Avec le projet Solidarité Covid – Français de Chine, nous constituons quotidiennement la base de données non gouvernementale la plus complète qui soit sur les données publiques Chine, avec les données par préfecture des cas confirmés, asymptomatiques, dédoublés des asymptomatiques qui deviennent confirmés, la sévérité des cas, les cas importés et leur provenance, les guérisons et décès (limités à 2 post-Wuhan) ainsi que les éléments démographiques des cas locaux lorsqu’ils sont publiés.
Grâce à ce travail quotidien, nous sommes des observateurs aguerris de ces procédures qui sont essentielles pour maintenir l’excellente situation sanitaire qui perdure en Chine depuis mars 2020 et avons toute confiance en ces données Post-Wuhan. Avec les tests de routine des personnels exposés, les dépistages de masse et confinements qui se mettent en place dès qu’un cas suspect se présente et à l’arrivée des vols internationaux quel que soit le statut vaccinal des personnes, c’est impossible de dissimuler des cas.
10 août 2021, l’OMS rapporte un nombre record de nouveaux cas en Chine.
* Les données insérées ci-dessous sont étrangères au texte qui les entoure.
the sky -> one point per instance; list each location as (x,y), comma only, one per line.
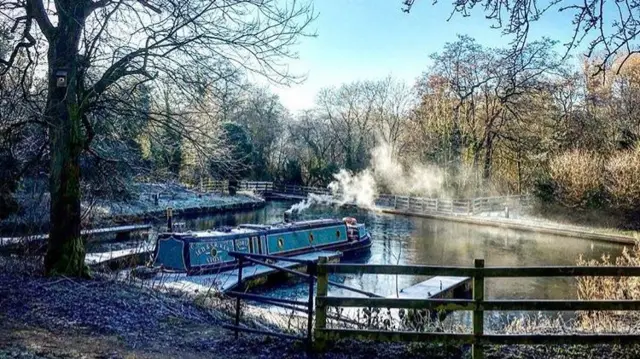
(371,39)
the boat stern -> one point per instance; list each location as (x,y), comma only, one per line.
(170,252)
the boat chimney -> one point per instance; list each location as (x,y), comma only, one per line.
(169,219)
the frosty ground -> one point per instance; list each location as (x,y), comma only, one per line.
(101,318)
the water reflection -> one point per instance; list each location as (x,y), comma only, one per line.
(411,240)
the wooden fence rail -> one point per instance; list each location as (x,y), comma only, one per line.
(400,202)
(478,305)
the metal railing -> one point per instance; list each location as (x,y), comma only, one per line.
(477,305)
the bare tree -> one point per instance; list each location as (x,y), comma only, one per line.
(608,28)
(97,46)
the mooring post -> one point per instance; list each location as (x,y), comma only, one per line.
(239,289)
(478,313)
(313,271)
(169,219)
(321,309)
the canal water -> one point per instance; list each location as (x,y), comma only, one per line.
(413,240)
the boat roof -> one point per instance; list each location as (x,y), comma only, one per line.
(245,230)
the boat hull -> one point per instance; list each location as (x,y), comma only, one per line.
(208,252)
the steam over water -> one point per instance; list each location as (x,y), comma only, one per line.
(411,240)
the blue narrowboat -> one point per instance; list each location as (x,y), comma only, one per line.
(207,251)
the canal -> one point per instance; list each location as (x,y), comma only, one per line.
(413,240)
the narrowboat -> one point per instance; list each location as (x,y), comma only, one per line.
(207,251)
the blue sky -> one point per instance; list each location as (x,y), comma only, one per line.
(370,39)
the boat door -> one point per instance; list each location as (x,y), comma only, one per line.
(259,245)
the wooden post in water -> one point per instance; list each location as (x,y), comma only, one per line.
(240,263)
(321,310)
(169,219)
(313,270)
(478,314)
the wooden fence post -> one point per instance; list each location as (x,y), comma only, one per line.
(478,314)
(319,341)
(238,308)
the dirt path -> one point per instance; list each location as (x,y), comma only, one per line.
(63,318)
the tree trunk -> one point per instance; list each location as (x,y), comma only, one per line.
(65,252)
(488,157)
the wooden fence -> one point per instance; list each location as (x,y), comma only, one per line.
(402,203)
(478,305)
(211,186)
(453,206)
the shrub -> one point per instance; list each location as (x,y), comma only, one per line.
(577,178)
(610,288)
(622,180)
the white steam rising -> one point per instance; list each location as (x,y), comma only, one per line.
(311,200)
(385,175)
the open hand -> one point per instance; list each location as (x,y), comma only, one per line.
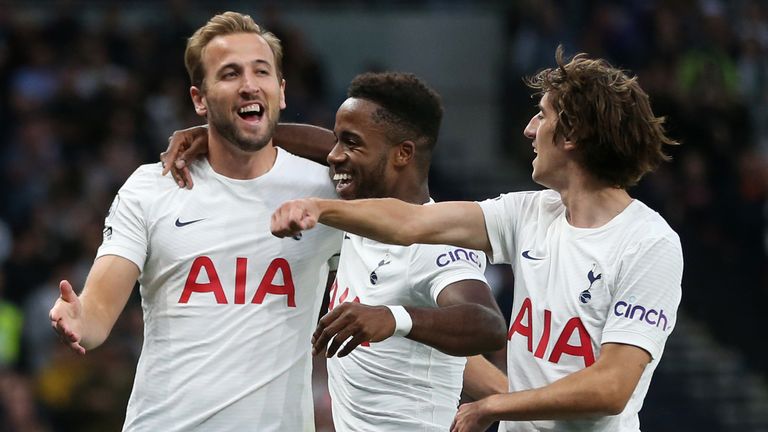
(360,322)
(184,145)
(66,316)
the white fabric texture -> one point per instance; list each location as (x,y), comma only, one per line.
(228,308)
(577,288)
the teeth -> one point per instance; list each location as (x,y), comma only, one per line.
(250,108)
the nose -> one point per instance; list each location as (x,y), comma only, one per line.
(248,86)
(530,130)
(336,155)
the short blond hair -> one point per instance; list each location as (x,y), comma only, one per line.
(220,25)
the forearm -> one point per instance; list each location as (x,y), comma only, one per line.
(459,330)
(97,323)
(601,389)
(310,142)
(385,220)
(104,296)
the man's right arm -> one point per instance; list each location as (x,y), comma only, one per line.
(482,378)
(83,322)
(308,141)
(388,220)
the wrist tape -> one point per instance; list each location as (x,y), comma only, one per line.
(403,322)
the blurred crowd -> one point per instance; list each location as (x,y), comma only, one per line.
(84,103)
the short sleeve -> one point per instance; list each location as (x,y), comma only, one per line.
(434,267)
(497,224)
(644,307)
(125,227)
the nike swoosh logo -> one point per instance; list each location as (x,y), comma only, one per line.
(180,224)
(527,254)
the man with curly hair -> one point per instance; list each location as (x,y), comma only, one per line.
(597,273)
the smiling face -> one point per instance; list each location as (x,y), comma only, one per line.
(359,160)
(241,94)
(549,160)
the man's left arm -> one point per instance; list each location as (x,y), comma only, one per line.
(602,389)
(467,322)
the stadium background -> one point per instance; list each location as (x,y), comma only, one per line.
(90,90)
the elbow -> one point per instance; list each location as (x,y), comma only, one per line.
(497,332)
(613,400)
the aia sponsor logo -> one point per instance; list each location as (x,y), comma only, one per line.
(458,254)
(561,336)
(650,316)
(277,280)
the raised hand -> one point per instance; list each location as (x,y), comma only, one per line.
(66,317)
(360,322)
(471,418)
(184,145)
(293,217)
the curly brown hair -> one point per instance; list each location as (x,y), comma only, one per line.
(607,115)
(221,25)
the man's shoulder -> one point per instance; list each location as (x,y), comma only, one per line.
(291,160)
(148,179)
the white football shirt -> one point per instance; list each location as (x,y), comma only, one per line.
(229,309)
(397,384)
(578,288)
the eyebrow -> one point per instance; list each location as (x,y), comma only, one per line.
(237,66)
(348,135)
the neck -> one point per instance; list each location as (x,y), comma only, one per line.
(230,161)
(592,205)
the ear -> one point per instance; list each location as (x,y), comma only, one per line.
(282,95)
(198,99)
(405,152)
(568,144)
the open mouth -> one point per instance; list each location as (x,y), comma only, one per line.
(252,112)
(343,182)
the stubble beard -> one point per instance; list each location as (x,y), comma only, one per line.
(230,132)
(374,186)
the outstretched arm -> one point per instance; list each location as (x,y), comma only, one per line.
(389,220)
(482,378)
(467,322)
(83,322)
(604,388)
(310,142)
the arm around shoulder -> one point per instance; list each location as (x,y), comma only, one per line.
(388,220)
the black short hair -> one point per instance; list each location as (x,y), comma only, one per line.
(411,109)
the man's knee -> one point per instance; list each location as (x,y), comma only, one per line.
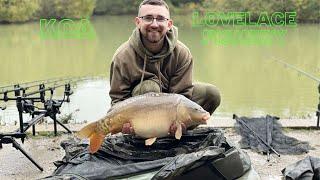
(213,95)
(207,96)
(145,87)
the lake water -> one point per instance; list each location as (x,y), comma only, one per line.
(250,82)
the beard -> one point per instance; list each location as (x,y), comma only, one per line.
(153,35)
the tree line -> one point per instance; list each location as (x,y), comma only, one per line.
(12,11)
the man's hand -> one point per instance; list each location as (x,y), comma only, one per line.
(173,129)
(127,129)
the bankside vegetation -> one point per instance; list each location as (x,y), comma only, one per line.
(12,11)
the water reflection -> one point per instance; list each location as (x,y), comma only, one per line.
(250,83)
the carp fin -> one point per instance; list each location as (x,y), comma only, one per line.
(96,140)
(178,133)
(150,141)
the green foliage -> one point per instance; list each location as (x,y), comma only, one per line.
(18,10)
(67,8)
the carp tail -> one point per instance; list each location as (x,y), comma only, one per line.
(96,138)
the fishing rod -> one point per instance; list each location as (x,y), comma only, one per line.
(19,87)
(309,76)
(31,82)
(298,70)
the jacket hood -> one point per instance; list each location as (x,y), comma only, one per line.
(171,39)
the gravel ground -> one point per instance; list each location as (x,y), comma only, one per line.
(45,150)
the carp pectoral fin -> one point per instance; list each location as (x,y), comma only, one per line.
(87,131)
(96,140)
(178,133)
(150,141)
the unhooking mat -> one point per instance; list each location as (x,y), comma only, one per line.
(305,169)
(269,129)
(201,153)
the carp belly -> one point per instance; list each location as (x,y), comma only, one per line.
(152,124)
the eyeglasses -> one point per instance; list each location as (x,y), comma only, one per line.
(148,19)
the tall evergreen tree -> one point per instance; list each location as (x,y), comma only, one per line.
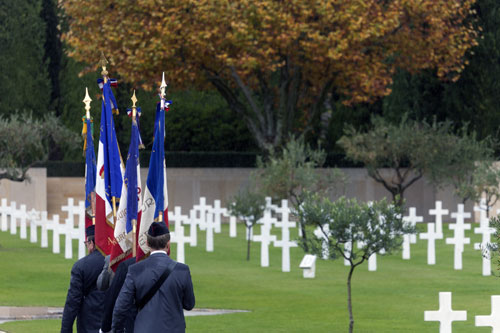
(23,72)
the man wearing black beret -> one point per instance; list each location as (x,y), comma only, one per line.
(84,302)
(159,287)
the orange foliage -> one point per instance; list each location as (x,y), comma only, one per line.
(357,43)
(272,46)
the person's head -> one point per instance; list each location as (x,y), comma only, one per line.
(90,238)
(158,236)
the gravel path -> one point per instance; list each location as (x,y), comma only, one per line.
(11,313)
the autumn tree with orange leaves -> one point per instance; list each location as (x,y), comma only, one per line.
(275,62)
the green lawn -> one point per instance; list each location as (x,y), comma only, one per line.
(392,299)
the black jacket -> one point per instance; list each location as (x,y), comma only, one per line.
(164,312)
(112,294)
(84,302)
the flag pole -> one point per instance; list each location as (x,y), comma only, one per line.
(162,98)
(87,101)
(103,62)
(134,221)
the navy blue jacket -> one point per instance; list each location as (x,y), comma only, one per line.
(164,312)
(112,294)
(84,302)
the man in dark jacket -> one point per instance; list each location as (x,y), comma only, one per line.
(164,310)
(111,295)
(84,302)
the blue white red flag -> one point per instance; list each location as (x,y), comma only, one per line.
(90,173)
(155,201)
(129,211)
(109,179)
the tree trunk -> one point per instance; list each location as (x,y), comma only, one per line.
(349,300)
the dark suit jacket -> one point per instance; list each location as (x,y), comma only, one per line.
(164,312)
(112,294)
(84,301)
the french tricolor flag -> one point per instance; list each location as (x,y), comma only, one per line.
(109,177)
(129,211)
(155,201)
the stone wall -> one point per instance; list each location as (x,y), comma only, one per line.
(187,185)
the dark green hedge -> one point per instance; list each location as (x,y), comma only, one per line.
(187,160)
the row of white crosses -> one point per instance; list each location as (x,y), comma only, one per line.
(208,218)
(435,232)
(9,214)
(445,315)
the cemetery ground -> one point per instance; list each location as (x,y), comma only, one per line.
(391,299)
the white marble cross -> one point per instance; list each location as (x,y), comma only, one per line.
(55,227)
(23,215)
(218,212)
(232,226)
(210,227)
(177,236)
(285,224)
(33,217)
(4,211)
(347,252)
(13,218)
(203,209)
(459,238)
(412,220)
(439,212)
(323,235)
(193,222)
(482,209)
(486,232)
(493,320)
(70,231)
(265,238)
(431,237)
(372,260)
(44,242)
(445,315)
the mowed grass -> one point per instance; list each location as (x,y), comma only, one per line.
(392,299)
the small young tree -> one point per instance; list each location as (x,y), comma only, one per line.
(291,172)
(412,149)
(377,225)
(248,206)
(25,141)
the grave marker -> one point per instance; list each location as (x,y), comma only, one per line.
(308,264)
(23,215)
(178,236)
(218,212)
(439,212)
(431,237)
(493,320)
(4,211)
(33,217)
(323,234)
(445,315)
(285,242)
(13,218)
(412,220)
(265,238)
(459,238)
(232,226)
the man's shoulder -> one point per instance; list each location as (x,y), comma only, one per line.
(92,258)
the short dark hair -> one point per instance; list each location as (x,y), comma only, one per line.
(158,242)
(91,239)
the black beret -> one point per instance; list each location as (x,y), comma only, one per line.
(158,229)
(90,231)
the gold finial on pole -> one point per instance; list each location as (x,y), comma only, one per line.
(103,62)
(163,86)
(134,109)
(87,101)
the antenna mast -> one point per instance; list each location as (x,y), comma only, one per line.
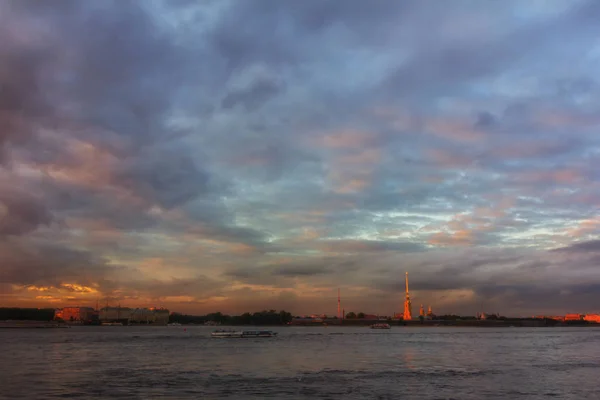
(339,305)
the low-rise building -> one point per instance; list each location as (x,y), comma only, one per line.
(76,314)
(573,317)
(592,318)
(113,314)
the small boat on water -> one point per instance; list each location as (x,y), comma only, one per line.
(228,333)
(380,326)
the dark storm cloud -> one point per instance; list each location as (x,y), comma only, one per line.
(22,213)
(306,129)
(253,96)
(49,265)
(590,246)
(170,179)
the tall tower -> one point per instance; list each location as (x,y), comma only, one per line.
(339,305)
(407,307)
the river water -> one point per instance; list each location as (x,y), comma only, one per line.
(318,363)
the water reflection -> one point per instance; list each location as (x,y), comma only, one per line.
(149,362)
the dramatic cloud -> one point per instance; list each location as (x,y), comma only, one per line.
(226,155)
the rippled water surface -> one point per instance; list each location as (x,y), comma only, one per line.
(318,363)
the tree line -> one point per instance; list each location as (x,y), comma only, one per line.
(265,317)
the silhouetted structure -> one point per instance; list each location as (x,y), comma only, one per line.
(407,316)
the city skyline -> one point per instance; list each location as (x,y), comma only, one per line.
(244,155)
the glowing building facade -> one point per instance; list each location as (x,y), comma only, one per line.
(407,316)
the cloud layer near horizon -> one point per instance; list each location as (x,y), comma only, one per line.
(239,155)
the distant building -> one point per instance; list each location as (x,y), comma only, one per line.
(573,317)
(157,316)
(76,314)
(371,316)
(592,318)
(161,316)
(113,314)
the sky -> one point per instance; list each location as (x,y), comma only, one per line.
(243,155)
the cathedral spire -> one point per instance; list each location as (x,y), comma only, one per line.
(407,305)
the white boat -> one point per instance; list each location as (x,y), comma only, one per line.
(380,326)
(228,333)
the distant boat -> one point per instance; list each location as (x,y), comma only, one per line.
(380,326)
(225,333)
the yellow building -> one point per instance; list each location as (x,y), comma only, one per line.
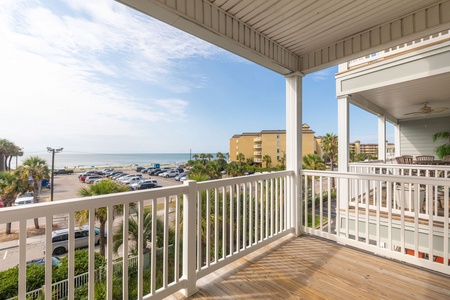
(269,142)
(370,149)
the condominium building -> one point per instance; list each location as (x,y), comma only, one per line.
(269,142)
(370,149)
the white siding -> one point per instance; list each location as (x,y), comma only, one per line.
(416,136)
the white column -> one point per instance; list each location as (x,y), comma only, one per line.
(343,133)
(382,138)
(398,149)
(294,142)
(343,151)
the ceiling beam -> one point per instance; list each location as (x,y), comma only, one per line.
(203,19)
(420,23)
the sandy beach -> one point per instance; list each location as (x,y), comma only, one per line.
(67,186)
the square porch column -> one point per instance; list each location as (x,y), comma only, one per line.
(294,143)
(343,148)
(382,138)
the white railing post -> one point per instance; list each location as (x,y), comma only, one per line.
(189,246)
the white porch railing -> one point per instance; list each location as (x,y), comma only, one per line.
(215,222)
(381,211)
(381,55)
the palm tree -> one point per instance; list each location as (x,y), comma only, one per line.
(330,147)
(313,162)
(234,169)
(11,185)
(240,157)
(103,187)
(203,157)
(282,159)
(133,231)
(7,151)
(35,168)
(220,155)
(444,149)
(268,160)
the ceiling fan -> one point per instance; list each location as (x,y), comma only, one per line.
(425,110)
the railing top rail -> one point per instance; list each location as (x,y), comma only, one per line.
(380,177)
(12,214)
(380,55)
(242,179)
(401,166)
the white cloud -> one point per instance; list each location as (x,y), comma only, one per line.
(63,72)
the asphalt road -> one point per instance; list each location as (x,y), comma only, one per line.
(65,187)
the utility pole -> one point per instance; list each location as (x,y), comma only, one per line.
(53,151)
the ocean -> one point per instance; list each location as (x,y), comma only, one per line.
(66,160)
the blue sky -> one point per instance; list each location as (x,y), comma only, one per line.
(99,77)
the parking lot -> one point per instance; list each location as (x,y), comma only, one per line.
(67,186)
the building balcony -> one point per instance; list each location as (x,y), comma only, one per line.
(377,209)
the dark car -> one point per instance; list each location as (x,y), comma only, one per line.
(146,185)
(63,171)
(146,170)
(41,261)
(152,172)
(88,173)
(111,174)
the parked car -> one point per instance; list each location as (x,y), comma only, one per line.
(131,180)
(82,178)
(92,178)
(144,185)
(117,176)
(111,174)
(88,173)
(128,176)
(60,239)
(25,198)
(147,170)
(169,173)
(41,261)
(63,171)
(154,171)
(179,176)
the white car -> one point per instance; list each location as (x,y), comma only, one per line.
(169,173)
(132,180)
(126,177)
(92,179)
(25,198)
(135,184)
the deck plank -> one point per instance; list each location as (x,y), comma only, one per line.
(308,267)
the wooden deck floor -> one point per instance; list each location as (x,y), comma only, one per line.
(311,268)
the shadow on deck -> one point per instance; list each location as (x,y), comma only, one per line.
(308,267)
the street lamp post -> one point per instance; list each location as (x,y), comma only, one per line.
(53,151)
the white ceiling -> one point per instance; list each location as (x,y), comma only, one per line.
(289,36)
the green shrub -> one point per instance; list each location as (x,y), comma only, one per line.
(81,264)
(10,280)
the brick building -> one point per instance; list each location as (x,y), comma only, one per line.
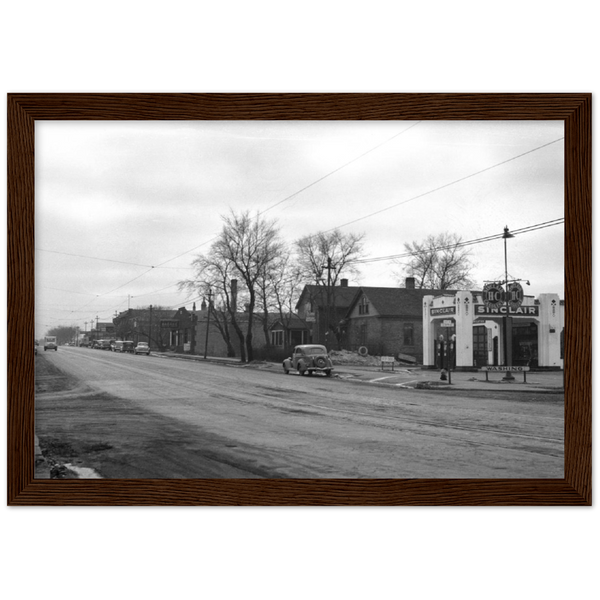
(386,321)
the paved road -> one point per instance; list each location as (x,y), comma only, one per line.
(150,417)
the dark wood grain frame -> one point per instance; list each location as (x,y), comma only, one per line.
(23,108)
Une fois qu’on fait le tri entre les cas importés, les cas locaux, les cas asymptomatiques convertis en confirmés, on s’aperçoit que la tendance est à la baisse depuis déjà 5 jours car certains sous-foyers de Nanjing sont déjà sous contrôle du fait du traçage digital et des confinements localisés.
Reuters : Qu’est-ce qui diffère entre la Chine et les autres pays dans la méthode de reporting des données épidémiologiques Covid ?
Carole Gabay : Nous n’avons pas la capacité d’explorer les données au-delà du national en dehors de la Chine, USA, France (également Singapour et Hong Kong pour les cas importés vs locaux), mais il est fort probable que l’on trouve ailleurs qu’en Chine des incohérences et des complexités comme le puzzle inter-provinces que nous reconstituons quotidiennement pour la Chine.
Il y a néanmoins une différence importante en Chine : c’est la comptabilisation des cas asymptomatiques, qui répond à une définition différente d’une province à l’autre en fonction de l’équipement de scanners et l’historique des cas importés. Au Yunnan, on a une majorité de cas importés asymptomatiques à la frontière du Laos, et quasiment que des confirmés à la frontière avec le Myanmar, c’est probablement une question d’équipement en scanner, car les cas sont jeunes dans ces deux points d’arrivée.
A Shanghai, qui a commencé à tester les arrivées internationales systématiquement avant la fin du foyer de Wuhan, tout test positif est considéré comme confirmé. L’OMS ne comptabilise pas les cas asymptomatiques de la Chine, car il faut décompter les asymptomatiques devenus confirmés, ceci peut mener à des tendances faussées… Nous avons inclus cet algorithme dans notre process.
(La suite de la discussion avec Reuters au prochain article…)
Un éclairage de Carole Gabay
Carole Gabay est en expatriation familiale à Shanghai depuis 2013. Diplômée de l’ESSEC, avec une longue carrière dans les études de marché et data management, elle se retrouve impliquée dès le début de l’épidémie en Chine dans le tracking des données Covid avec le projet de l’équipe bénévole Solidarité Covid – Français de Chine.